Delay In Responding To Priority Calls Due To Police Cuts

NEW figures suggesting that police forces in England are taking on average five and a half hours to respond to priority calls show that policing has been “decimated” by cuts, South Yorkshire Police Federation has said.

Most police forces aim to respond to priority calls – incidents where there is a degree of urgency but no immediate risk to life – in one hour, but a Freedom of Information (FOI) request from the Liberal Democrats showed that the average over the 19 forces that responded was five and a half hours.

South Yorkshire Police Federation Chair Steve Kent said: “The media and the Government need to ask themselves why this is happening, and it’s because our infrastructure, as well as our numbers, has been decimated to such an extent that we’re only just starting to properly repair it.

“These figures concern me, but it is the nature of where we are. We don’t have the resources. We are still the service of last resort.”

Steve gave the caveat that within South Yorkshire Police, “immediate incidents get answered very quickly”. He added: “To some extent, when there are non-urgent incidents, if it takes officers a bit longer to get there, but when they get there they’ve got the time to do the job properly, then that’s not necessarily a bad thing.”

But police forces needed to continue to push back against attending a huge amount of mental health call-outs that other organisations were better trained to deal with, said Steve.

He said: “Our force is applying the ‘Right Care, Right Person’ model, which will push back some of the demand to the people who are most appropriate to deal with it.

“It’s frustrating. We see demand put on us by other organisations all the time, and I want to make it absolutely clear, I’ve got sympathy for those organisations, such as social services and the NHS. But we are not here to deal with things that they should be dealing with.

“No other organisation has endured the cuts that policing has, and yet there is still an expectation sometimes that the police should be here as a backstop when other services don’t have the resources to deal with things.

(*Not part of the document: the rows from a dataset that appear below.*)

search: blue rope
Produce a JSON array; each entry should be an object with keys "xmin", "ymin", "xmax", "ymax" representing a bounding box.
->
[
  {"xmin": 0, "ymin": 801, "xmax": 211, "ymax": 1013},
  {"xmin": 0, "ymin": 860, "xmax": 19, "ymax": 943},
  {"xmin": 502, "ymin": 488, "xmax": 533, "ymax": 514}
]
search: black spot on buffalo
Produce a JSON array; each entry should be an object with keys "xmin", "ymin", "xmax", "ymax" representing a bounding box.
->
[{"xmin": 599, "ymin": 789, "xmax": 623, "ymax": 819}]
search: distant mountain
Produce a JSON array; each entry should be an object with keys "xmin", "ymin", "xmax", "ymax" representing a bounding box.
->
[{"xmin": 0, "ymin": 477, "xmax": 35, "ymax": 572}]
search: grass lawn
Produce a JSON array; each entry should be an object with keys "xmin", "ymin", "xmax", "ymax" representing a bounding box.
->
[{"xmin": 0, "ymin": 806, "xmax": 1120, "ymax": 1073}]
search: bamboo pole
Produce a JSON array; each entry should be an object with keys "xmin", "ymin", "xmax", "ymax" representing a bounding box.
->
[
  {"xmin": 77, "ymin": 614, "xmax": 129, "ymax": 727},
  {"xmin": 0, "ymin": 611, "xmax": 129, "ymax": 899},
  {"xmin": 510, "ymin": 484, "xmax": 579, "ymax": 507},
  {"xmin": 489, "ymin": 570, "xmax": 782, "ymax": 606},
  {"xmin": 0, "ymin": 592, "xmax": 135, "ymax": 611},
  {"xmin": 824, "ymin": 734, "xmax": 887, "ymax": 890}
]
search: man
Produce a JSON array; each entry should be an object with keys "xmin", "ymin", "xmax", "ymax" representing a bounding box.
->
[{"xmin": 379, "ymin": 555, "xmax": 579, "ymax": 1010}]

That’s simply unfair.

“We’re dealing with crime, we’re dealing with complex welfare, we’re still dealing with large amounts of mental health issues, we’re dealing with all sorts of incidents that, quite frankly, the public and our officers wouldn’t expect us to be dealing with, in an ideal world.

“So there needs to be a seismic shift of what our police officers are actually out there dealing with every day, of which Right Care, Right Person is a great start.”